On November 12, 1947, at a conference in Colorado Springs, Colorado, the NPC considered and granted associate membership "with reservations" to the six AES sororities. The AES was holding its biennial meeting when it was notified of the NPC decision and, at that meeting, "completed the necessary business and took formal action to dissolve the Association of Education Sororities".
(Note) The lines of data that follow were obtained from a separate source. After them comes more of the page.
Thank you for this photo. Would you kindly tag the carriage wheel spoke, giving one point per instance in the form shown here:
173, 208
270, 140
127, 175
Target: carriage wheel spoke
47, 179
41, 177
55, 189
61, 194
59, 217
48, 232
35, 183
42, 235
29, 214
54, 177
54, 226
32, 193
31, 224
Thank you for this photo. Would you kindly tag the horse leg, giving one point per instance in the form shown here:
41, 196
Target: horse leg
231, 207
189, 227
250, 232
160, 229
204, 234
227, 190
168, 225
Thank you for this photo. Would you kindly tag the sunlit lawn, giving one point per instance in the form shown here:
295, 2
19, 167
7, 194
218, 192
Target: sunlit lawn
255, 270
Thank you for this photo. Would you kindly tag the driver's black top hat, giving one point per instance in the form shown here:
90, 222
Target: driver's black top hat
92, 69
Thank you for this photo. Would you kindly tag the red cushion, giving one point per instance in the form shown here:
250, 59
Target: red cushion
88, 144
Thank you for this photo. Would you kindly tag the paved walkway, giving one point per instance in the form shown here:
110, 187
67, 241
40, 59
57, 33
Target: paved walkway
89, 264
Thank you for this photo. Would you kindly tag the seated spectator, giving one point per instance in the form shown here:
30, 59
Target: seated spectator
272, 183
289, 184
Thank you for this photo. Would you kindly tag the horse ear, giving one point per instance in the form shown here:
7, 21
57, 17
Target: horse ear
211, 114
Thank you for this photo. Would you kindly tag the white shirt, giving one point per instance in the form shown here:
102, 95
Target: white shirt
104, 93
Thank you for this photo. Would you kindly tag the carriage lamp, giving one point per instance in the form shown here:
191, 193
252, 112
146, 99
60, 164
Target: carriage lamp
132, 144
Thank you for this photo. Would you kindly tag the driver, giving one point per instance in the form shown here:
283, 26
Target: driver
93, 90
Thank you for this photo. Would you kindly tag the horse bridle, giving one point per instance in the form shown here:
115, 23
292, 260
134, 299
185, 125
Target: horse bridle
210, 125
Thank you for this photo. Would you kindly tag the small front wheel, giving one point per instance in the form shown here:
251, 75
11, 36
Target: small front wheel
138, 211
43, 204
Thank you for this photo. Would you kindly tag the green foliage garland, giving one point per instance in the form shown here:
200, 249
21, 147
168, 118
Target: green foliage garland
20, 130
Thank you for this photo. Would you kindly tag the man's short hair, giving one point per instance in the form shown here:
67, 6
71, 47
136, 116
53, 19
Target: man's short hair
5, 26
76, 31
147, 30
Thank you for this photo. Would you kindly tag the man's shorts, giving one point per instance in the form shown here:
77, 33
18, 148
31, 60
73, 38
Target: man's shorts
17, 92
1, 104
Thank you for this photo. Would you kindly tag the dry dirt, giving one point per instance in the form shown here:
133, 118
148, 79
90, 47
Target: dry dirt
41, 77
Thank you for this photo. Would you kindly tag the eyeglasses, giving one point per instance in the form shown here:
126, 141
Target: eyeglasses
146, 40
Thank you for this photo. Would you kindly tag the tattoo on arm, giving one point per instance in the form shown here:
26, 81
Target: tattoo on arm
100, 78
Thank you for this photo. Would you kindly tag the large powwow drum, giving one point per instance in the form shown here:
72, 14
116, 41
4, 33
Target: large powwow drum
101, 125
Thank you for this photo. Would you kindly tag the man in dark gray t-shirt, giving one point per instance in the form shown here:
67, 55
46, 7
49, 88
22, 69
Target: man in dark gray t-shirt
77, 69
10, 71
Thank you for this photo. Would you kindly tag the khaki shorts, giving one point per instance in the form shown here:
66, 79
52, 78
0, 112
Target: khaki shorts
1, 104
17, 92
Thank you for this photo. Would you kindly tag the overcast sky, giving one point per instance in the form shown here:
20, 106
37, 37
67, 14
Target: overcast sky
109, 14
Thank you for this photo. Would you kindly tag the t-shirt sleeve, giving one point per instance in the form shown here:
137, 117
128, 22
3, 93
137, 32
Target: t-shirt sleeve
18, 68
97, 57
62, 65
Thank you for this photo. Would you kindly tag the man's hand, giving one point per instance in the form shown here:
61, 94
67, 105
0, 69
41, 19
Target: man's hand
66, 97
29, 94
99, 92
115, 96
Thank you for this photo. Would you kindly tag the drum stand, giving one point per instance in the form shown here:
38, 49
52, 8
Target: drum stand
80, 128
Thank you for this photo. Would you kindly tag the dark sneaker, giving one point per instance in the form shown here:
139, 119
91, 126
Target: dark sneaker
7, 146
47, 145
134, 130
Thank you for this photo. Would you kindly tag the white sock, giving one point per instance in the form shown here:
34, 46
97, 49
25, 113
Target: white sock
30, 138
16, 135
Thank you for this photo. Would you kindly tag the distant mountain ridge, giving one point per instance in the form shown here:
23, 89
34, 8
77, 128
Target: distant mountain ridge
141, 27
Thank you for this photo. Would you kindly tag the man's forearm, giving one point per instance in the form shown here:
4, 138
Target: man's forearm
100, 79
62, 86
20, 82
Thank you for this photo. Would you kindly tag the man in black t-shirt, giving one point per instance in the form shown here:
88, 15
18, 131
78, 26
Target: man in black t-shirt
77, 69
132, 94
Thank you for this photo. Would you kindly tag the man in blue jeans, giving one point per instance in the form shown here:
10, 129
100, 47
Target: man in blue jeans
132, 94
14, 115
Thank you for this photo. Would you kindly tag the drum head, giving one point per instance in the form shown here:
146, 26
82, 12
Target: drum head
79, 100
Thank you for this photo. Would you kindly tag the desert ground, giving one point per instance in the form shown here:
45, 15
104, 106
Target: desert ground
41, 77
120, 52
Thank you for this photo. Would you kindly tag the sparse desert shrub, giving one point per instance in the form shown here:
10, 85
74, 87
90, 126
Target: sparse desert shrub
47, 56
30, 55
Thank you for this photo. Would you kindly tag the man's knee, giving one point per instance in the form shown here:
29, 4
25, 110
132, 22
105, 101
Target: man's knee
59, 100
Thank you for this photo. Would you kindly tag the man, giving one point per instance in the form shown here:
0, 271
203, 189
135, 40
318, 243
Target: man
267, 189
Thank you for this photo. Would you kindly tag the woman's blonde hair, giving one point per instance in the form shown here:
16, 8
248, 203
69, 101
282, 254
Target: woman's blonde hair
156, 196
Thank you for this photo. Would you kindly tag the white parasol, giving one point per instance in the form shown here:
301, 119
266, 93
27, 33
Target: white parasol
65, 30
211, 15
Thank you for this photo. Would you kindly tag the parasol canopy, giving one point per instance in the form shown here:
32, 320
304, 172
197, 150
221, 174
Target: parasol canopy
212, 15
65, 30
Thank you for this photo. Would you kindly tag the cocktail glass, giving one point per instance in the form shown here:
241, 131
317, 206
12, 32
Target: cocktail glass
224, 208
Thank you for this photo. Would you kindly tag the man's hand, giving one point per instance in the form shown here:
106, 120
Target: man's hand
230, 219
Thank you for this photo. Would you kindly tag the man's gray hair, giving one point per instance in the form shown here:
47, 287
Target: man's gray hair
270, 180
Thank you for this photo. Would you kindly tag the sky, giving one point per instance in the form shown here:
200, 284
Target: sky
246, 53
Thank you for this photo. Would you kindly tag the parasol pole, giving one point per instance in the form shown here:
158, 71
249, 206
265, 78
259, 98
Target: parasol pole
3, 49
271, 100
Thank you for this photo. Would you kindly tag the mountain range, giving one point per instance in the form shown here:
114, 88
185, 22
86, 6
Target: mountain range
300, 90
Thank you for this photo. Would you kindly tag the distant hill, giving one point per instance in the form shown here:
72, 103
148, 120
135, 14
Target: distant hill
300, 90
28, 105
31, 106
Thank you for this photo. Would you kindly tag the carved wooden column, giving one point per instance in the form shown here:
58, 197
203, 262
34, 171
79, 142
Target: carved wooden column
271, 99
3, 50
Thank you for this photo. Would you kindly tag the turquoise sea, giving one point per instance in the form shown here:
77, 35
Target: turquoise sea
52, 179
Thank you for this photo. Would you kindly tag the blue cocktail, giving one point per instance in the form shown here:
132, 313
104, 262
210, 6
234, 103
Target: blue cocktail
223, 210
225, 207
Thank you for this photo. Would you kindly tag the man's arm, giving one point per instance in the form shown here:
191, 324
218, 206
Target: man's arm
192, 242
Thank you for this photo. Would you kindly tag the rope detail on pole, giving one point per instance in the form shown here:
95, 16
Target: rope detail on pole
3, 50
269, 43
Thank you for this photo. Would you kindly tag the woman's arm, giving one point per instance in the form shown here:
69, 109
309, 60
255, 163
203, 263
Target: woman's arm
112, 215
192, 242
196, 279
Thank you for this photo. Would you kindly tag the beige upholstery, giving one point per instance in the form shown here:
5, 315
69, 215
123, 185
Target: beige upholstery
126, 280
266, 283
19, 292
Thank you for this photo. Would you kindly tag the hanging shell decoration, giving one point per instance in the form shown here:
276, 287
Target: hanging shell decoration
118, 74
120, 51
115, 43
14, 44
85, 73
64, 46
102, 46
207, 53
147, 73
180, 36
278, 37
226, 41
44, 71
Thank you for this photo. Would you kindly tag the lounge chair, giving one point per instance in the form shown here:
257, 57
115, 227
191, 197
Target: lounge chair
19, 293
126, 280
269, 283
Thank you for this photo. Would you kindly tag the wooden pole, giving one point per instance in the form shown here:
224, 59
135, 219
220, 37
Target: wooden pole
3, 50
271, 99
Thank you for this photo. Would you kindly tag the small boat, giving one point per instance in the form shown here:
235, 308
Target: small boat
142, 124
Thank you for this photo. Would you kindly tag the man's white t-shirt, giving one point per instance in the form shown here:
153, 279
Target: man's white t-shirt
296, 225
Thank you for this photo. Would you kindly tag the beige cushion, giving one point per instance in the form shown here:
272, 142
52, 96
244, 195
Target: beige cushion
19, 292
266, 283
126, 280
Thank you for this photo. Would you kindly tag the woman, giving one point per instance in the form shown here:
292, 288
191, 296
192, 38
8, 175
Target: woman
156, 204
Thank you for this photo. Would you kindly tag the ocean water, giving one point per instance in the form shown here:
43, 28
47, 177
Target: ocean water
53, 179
The merger had various aftereffects, especially for alumnae. Dual memberships in NPC sororities were not allowed, so women who belonged to two sororities had to choose between their NPC or former AES sorority. After the merger, AES alumnae were also allowed to join City Panhellenic Associations, an action that went into effect on June 1, 1948. The chapters themselves also experienced changes. The NPC required former AES sororities to close chapters at colleges without regional accreditation. Former AES members continued previous functions in terms of finances and programs but were encouraged to have larger memberships for the next fall rush.
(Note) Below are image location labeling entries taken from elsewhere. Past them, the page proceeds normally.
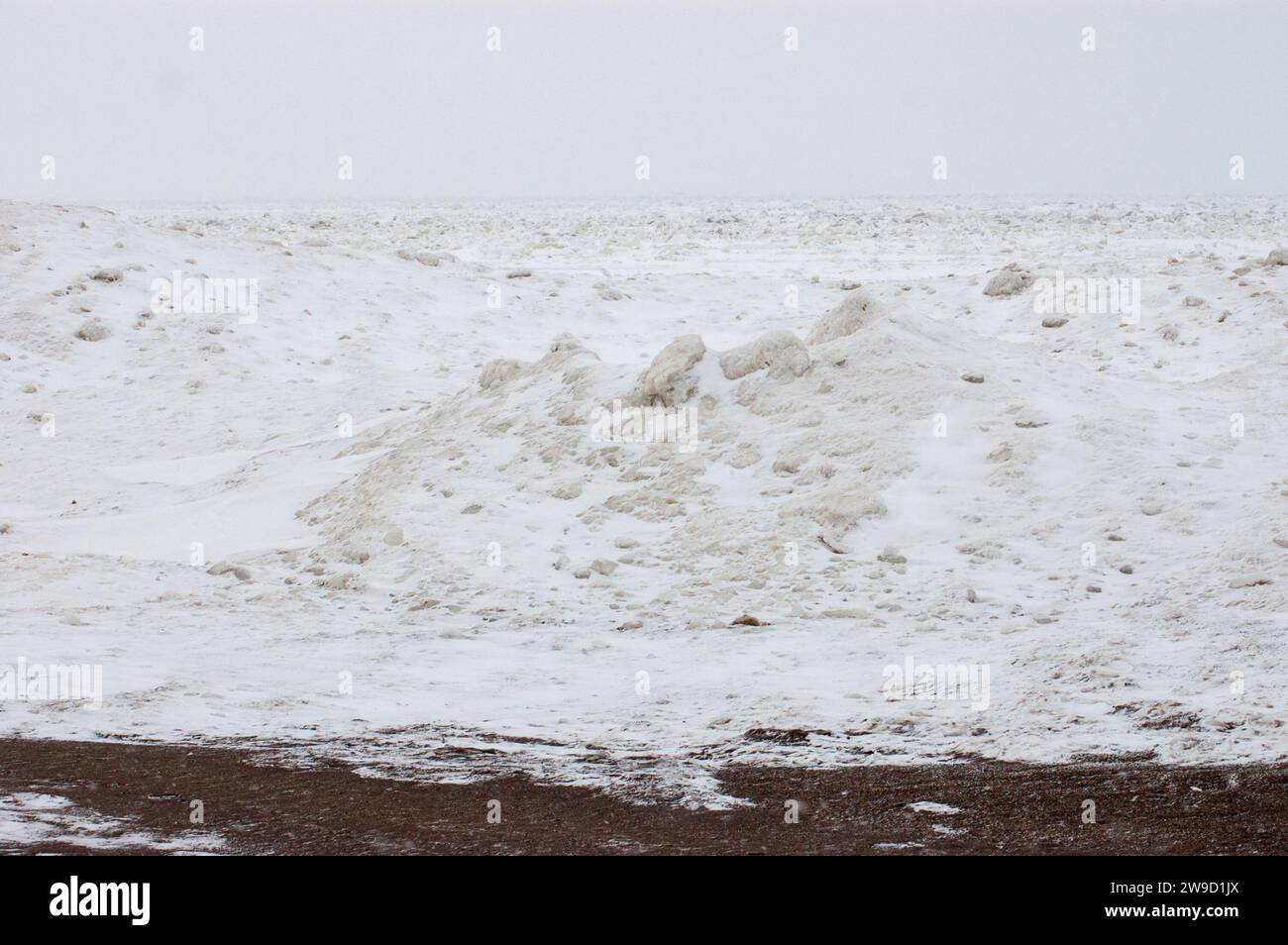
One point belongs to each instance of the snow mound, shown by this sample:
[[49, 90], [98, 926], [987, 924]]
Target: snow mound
[[855, 310], [1009, 280], [780, 351], [669, 380]]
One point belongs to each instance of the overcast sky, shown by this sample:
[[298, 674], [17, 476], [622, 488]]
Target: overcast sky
[[580, 90]]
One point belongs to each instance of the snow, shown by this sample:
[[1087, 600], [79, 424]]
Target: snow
[[30, 817], [475, 630]]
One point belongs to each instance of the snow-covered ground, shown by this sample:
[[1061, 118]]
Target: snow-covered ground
[[413, 548]]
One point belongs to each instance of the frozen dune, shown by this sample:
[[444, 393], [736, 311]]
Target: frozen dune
[[918, 467]]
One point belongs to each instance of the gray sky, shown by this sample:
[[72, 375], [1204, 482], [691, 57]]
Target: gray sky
[[579, 90]]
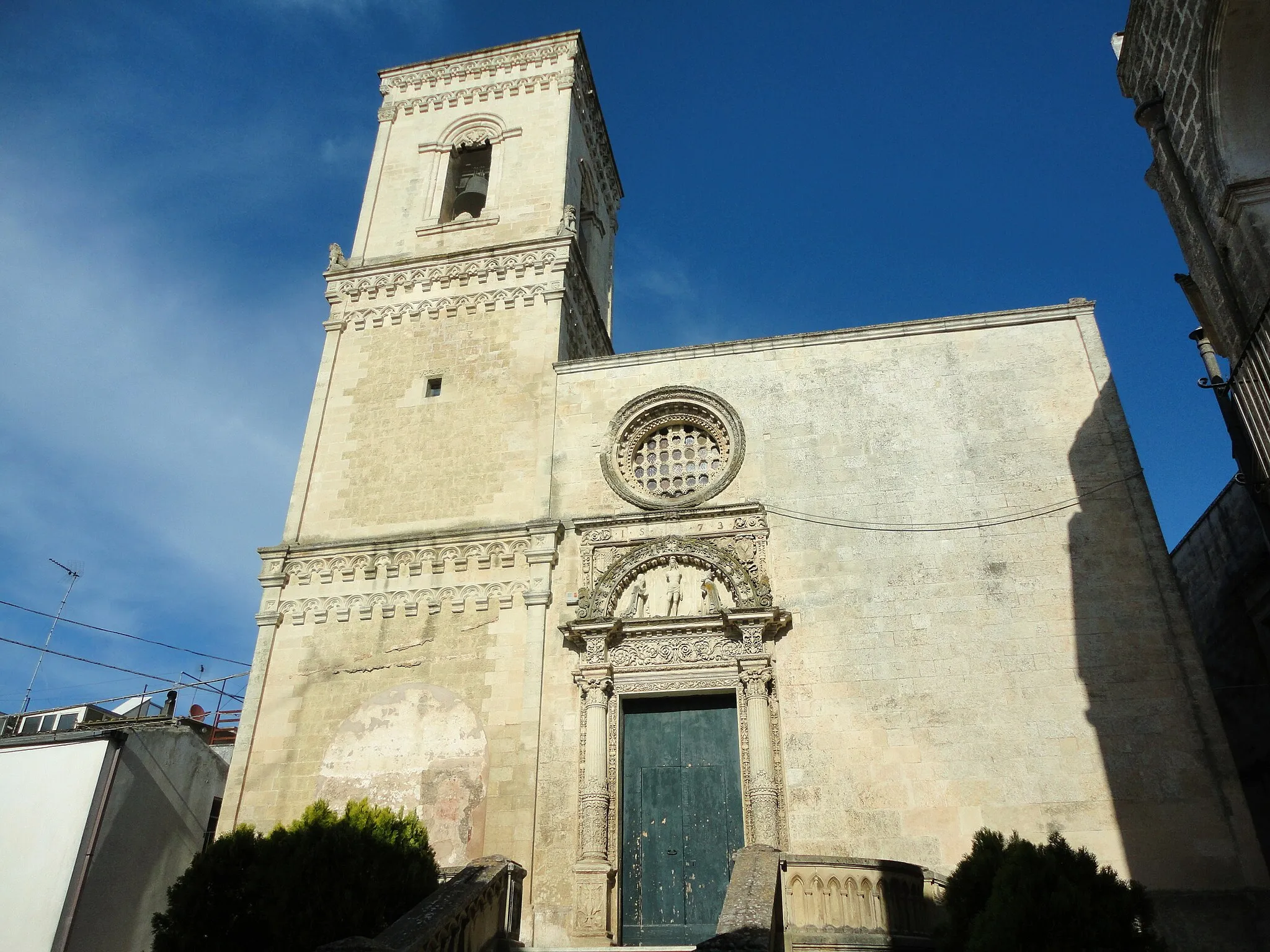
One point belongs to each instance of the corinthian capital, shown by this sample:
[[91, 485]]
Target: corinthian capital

On June 1, 1948, the six former member organizations of AES were granted NPC associate membership and full membership in 1951. Since that time, three AES members have merged with other NPC groups, leaving Alpha Sigma Alpha, Alpha Sigma Tau, and Sigma Sigma Sigma as the remaining former AES members. Once functioning as sororities exclusively for teachers/educational colleges, the former AES members, as social sororities, now admit members without limits based on major.

== Programs ==
The Association implemented programs and financial structures keeping its members, young teaching students, in mind. The individual sororities developed a scale of fees concerning their own members' limited incomes, as well as participating in activities such as "student loan funds, establishment of hospital beds, local social service projects... [and] the endowment of a rural school library". By 1944, the Association had a Scholarship Award Committee which awarded fifty dollars each year to an undergraduate student at a teaching college.
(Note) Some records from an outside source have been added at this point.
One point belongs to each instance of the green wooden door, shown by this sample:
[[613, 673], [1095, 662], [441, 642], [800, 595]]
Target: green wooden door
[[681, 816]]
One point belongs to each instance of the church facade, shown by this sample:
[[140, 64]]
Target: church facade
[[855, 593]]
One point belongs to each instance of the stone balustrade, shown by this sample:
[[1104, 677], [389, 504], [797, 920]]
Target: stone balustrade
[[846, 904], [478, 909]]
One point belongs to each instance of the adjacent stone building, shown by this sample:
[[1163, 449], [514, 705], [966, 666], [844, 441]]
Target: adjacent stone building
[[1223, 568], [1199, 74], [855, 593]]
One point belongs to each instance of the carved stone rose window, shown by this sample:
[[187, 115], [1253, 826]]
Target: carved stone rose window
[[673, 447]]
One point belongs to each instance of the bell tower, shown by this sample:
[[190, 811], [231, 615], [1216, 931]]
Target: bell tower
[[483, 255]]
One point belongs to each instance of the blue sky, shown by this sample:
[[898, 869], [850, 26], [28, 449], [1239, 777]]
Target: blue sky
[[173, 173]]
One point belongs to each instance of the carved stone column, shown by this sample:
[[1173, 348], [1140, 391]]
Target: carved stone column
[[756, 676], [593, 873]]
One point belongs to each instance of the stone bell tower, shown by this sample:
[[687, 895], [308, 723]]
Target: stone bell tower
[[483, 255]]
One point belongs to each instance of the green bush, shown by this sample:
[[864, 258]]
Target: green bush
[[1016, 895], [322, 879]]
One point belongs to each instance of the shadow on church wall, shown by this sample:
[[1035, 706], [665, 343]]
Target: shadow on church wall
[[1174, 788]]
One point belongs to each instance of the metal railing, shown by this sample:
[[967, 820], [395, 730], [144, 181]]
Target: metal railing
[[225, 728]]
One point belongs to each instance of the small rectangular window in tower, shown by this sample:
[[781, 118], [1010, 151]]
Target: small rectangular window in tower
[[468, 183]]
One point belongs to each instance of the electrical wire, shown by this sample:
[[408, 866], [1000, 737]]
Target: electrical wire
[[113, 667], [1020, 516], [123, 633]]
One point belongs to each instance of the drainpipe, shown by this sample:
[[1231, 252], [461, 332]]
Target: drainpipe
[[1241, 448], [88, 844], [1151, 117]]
The AES focused not only on educational (providing scholarships) and women-centric issues but also cooperated to support issues outside of the sorority world including defense projects during World War II. One of the projects started by the AES member groups resulted in what is today the world-renowned Leader Dogs for the Blind School in Rochester, Michigan.

Social Precedents and Sorority Ethics (1935) was a small guide written by three members of AES sororities. Lula McPherson (Pi Delta Theta), Zoe Davis Gose (Sigma Sigma Sigma), and Wilma Wilson Sharp (Alpha Sigma Alpha) guided readers in proper social etiquette and sorority behavior.

== Members ==
Its former members include current NPC members Sigma Sigma Sigma, Alpha Sigma Alpha, and Alpha Sigma Tau, as well as now-defunct sororities Delta Sigma Epsilon, Pi Kappa Sigma, Theta Sigma Upsilon, and Pi Delta Theta.